• Ray Dalio has warned investors of the perils of holding cash. He argues the U.S. dollar has become a risky asset as a result of fiscal stimulus and debt production.
  • The market would largely agree with Dalio’s assessment, given its fight to gold, other currencies, and equities.
  • But the flight away from the dollar has eased over the past month, while Dalio has a commercial interest in bashing cash.

Ray Dalio has warned investors of the dangers of holding cash. The Bridgewater Associates founder has said in an interview that the high level of spending in America means the U.S. dollar is no longer a safe investment.

Dalio isn’t the only trader to think that cash will perform poorly compared to other asset classes. Gold’s rise to $2,000 also shows that the market no longer believes in cash. As does the rise of the euro and other major currencies against the U.S. dollar.

And with the Fed relaxing its attitude to inflation, now may be the worst time to hold dollars for years.

Ray Dalio is Bearish On Cash

Speaking to CNBC, billionaire hedge fund manager Ray Dalio warned that cash “is not a safe investment.” It lulls investors into a false sense of security, based on the U.S. dollar’s historical role as a reserve asset.

I think there’s an instinct to think that cash is the lowest risk asset, because it has less volatility … also because we look at everything through the lens of cash — what everything in dollars is worth.

While it may have once been true that the U.S. dollar was safe, this is no longer the case. According to Dalio, the Federal Reserve’s  spending spree since March has seriously weakened the value of cash.

But you don’t realize that when there’s so much production of debt, and so much production of cash, that it does poorly relative to other asset classes.

Dalio thinks that holding cash is equivalent to accepting a 2% annual stealth tax, as a result of inflation. And this is likely to get worse from this year onwards, with the Fed now targeting an “average” inflation rate of 2%. This means it will tolerate an actual rate well above 2% for considerable lengths of time.

Cash U.S. dollar inflation over time
Inflation remains low by historical standards, but may rise after the Fed relaxed its approach to price rises. | Source: Federal Reserve Bank of St. Louis

Dalio advocates a diversified approach to investment in the face of these changes.

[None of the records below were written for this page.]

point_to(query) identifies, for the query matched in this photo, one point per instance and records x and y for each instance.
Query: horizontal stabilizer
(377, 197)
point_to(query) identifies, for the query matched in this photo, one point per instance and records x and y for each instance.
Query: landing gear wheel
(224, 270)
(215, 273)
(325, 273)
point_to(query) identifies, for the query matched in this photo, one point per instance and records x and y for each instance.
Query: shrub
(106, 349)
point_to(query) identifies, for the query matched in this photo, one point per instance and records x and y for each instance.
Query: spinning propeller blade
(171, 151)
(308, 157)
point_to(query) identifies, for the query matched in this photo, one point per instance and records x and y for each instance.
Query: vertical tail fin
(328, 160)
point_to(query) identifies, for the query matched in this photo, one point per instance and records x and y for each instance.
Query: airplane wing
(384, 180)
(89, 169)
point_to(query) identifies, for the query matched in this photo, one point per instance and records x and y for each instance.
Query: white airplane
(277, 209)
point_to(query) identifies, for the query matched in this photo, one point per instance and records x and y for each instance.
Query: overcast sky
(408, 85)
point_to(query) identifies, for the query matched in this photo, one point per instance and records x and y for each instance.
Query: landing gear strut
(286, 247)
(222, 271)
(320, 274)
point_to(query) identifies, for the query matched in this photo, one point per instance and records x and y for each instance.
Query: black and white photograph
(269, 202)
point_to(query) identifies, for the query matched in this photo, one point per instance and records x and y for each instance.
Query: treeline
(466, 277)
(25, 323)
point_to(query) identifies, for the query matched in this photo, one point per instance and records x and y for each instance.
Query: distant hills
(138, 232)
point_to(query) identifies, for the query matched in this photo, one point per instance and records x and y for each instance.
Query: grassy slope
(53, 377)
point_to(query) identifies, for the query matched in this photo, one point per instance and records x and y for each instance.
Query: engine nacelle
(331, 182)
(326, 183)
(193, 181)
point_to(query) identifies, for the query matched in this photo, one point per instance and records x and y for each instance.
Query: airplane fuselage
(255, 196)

Cash is a poor asset class … It’s a quietly bad asset class. Diversification is much better than cash.

U.S. Dollar Weakening

Dalio certainly isn’t alone in his disdain for cash. The market appears to agree with him, with the price of gold still much higher than usual.

Price of gold chart
The price of gold reached an all-time high $2,051 in early August, and has remained above a previous ATH of $1,873 set in 2011. | Source: Yahoo!

The market has also shifted away from the U.S. dollar to other fiat currencies. The euro has risen against it this year, as have the Japanese yen, Chinese renminbi, and Australian dollar.

U.S. dollar cash chart against other currencies
The euro (blue) has risen by 5% against the dollar since January, while the Australian dollar (green), Japanese yen (red) and Chinese renminbi (purple) have also done well. | Source: Yahoo!

This year’s crazy stock market rally is also a clear signal that the market doesn’t have much faith in cash. Despite the U.S. and global economy tanking, it would seem many investors would prefer equities to the U.S. dollar.

But it’s arguable that the tide may be turning. Most major currencies have fallen against the dollar over the past month, with only the Chinese renminbi enjoying a modest 0.8% rise.

Currencies against the dollar chart past month
The U.S. dollar has fought back over the past month, particularly against the British pound (yellow). | Source: Yahoo!

The price of gold has also sunk by 1.7% over the past 30 days. The S&P 500 and Nasdaq have also fallen by 1.9% and 1.4%, respectively. A stock market correction may also be on the cards, due to the ongoing coronavirus pandemic.

Financial Interest

This could all result in the U.S. dollar — and cash — holding its own in the coming months.

It’s also worth mentioning that Ray Dalio has a huge financial interest in bashing cash. As the founder of Bridgewater Associates, he wants investors to pump their growing cash reserves into his fund. This is why you should take what he says with a pinch of salt.